Lauryn was diagnosed in February with pineoblastoma, a rare and aggressive brain tumor.
“Lauryn’s diagnosis caught us completely off-guard,” Danielle says. “We were used to an active child who was full of life, but cancer treatment took its toll.”
While undergoing chemotherapy and radiation at MD Anderson Children’s Cancer Hospital, Lauryn’s energy waned. She spent most of her time creating ladybug and rainbow-themed drawings with the Children’s Art Project, which provides young cancer patients with an outlet to share their artistic talent. When she wasn’t drawing, she’d quietly play with stuffed animals or her sister, Leia.

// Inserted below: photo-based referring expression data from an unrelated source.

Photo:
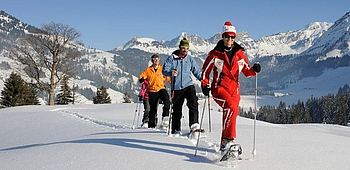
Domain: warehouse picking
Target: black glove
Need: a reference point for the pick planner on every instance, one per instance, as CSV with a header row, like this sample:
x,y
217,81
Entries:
x,y
205,90
141,80
256,67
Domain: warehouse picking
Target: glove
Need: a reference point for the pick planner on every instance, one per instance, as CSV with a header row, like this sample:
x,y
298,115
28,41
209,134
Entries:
x,y
141,80
205,90
256,67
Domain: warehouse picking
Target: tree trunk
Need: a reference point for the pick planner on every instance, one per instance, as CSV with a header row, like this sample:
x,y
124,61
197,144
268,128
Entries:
x,y
51,96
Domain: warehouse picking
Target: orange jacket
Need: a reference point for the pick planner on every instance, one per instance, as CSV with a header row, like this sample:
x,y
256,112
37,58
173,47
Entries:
x,y
155,78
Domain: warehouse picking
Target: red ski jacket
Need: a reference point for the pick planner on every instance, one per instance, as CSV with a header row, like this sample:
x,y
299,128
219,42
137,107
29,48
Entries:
x,y
225,73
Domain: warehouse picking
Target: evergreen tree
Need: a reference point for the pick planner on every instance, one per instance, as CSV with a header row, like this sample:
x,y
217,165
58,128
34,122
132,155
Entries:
x,y
17,92
65,96
127,98
341,115
101,96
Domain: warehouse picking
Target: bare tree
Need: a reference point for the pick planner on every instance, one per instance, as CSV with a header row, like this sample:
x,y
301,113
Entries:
x,y
48,55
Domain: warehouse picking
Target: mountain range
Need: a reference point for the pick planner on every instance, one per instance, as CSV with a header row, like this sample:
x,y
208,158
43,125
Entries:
x,y
286,57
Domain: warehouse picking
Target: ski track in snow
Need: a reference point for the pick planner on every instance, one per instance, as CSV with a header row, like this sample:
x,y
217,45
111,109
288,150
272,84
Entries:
x,y
94,121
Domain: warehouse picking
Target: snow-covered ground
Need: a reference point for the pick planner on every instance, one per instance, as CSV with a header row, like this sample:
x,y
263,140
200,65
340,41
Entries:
x,y
99,137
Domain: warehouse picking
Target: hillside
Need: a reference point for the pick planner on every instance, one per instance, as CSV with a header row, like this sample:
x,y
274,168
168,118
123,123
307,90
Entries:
x,y
99,137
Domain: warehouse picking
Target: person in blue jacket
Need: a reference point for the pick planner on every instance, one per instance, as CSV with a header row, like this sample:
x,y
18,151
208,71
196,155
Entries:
x,y
180,66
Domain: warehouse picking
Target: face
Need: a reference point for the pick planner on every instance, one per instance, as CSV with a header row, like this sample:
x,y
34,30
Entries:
x,y
228,40
155,61
183,50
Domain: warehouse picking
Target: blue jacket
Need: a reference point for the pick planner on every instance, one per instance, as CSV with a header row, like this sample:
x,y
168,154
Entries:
x,y
185,66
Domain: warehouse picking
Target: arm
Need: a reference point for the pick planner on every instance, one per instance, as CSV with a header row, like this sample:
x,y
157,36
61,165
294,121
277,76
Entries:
x,y
167,66
195,69
246,70
143,76
206,69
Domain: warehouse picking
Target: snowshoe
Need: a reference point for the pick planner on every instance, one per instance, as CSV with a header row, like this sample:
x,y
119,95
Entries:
x,y
232,151
165,123
195,130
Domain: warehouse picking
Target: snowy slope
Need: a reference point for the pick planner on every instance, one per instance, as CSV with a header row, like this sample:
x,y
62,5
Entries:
x,y
99,137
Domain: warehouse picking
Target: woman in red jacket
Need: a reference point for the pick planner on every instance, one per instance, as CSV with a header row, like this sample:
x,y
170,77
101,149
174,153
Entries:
x,y
226,61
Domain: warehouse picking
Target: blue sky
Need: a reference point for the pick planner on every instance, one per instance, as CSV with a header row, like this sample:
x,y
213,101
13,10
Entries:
x,y
106,24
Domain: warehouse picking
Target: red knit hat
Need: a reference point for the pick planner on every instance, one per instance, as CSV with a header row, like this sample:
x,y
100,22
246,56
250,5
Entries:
x,y
229,29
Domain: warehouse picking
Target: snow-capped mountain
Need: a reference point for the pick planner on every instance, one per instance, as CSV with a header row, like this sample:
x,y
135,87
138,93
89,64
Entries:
x,y
286,43
335,42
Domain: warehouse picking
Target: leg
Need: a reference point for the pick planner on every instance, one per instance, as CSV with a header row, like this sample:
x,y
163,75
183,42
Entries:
x,y
146,108
153,102
192,104
177,107
229,103
164,96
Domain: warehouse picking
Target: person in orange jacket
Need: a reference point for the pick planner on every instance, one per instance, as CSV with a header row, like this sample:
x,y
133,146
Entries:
x,y
157,90
226,61
143,96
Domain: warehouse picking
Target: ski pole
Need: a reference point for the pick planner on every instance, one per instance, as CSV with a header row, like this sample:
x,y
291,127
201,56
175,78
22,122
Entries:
x,y
172,105
138,116
133,122
255,113
209,112
200,128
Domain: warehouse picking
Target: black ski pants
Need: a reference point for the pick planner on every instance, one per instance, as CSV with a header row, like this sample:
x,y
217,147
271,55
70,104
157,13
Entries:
x,y
188,93
153,102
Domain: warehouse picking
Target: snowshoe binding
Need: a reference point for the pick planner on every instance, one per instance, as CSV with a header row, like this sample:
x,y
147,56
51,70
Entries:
x,y
231,151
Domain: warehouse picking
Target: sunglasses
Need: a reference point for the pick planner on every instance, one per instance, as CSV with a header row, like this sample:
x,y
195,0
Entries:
x,y
230,36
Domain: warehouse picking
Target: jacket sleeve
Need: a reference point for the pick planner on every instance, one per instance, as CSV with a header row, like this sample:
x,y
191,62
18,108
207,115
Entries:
x,y
195,69
143,74
246,70
143,90
167,66
206,69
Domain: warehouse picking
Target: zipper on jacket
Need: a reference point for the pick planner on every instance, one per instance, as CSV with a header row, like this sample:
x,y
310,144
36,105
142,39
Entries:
x,y
181,71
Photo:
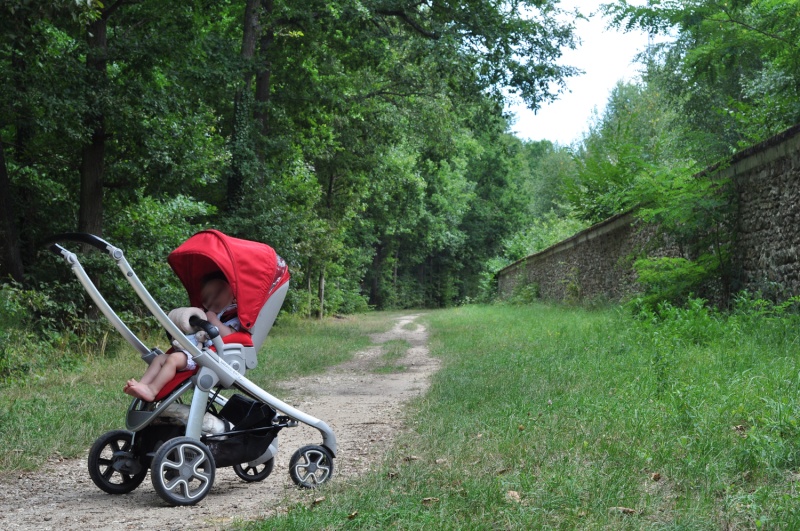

But then she became involved in the ProFit Program at the children’s hospital, and her activity levels skyrocketed. The program brings professional and college athletes to the hospital to engage kids in fun sports and get them out of bed and moving.
In her first ProFit event, Lauryn and other pediatric patients were led by Olympic long-jumper Yvonne Trevino Hayek as they made their way through a mini-Olympic obstacle course.
Since then, she and fellow patients have been visited by professional soccer players and college basketball teams. Lauryn even made a winning basketball shot when the University of Houston Cougar basketball team came to visit.
Exercise during cancer treatment shows benefits
The ProFit program was developed by Keri Schadler, Ph.D., assistant professor of Pediatric Research and a member of the Pediatrics Energy Balance and Integrative Medicine team.
“Studies show that exercise during treatment is safe and helps patients become more physically fit,” Schadler says. “Patients benefit from the physical activity that comes from playing sports and engaging in other physical activities." Preclinical evidence suggests that exercise may also improve chemotherapy's effectiveness, she adds.
Studying exercise’s effect on childhood cancer patients through clinical trials
Schadler and other members of the Energy Balance and Integrative Medicine team also launched the SummerFit Program with weekly personalized fitness classes for patients and their siblings. Patients were divided into classes by age and treatment type, and measured for mood, pain level and fatigue before and after classes. The data collected is part of Schadler’s ongoing research into exercise’s effect on pediatric cancer patients.
“Exercise oncology is a new and fast-moving field in pediatrics,” says Schadler, who’s leading four MD Anderson clinical trials and partnering with other institutions on two national clinical trials. She’s also helping develop an educational program for physicians, and is spearheading the installment of an on-site pediatric patient gym at the children’s hospital.
Gratitude for a daughter’s energy
It’s initiatives like these for which Danielle Criswell is grateful.
“Faith, family, and friends helped get us through Lauryn’s treatment,” she says, “and we’re grateful for the hospital programs that helped bring a smile to our daughter’s face and put the energy back in her step.”
Lauryn Crisswell participates in physical activities during a visit from University of Houston Cougar basketball team members.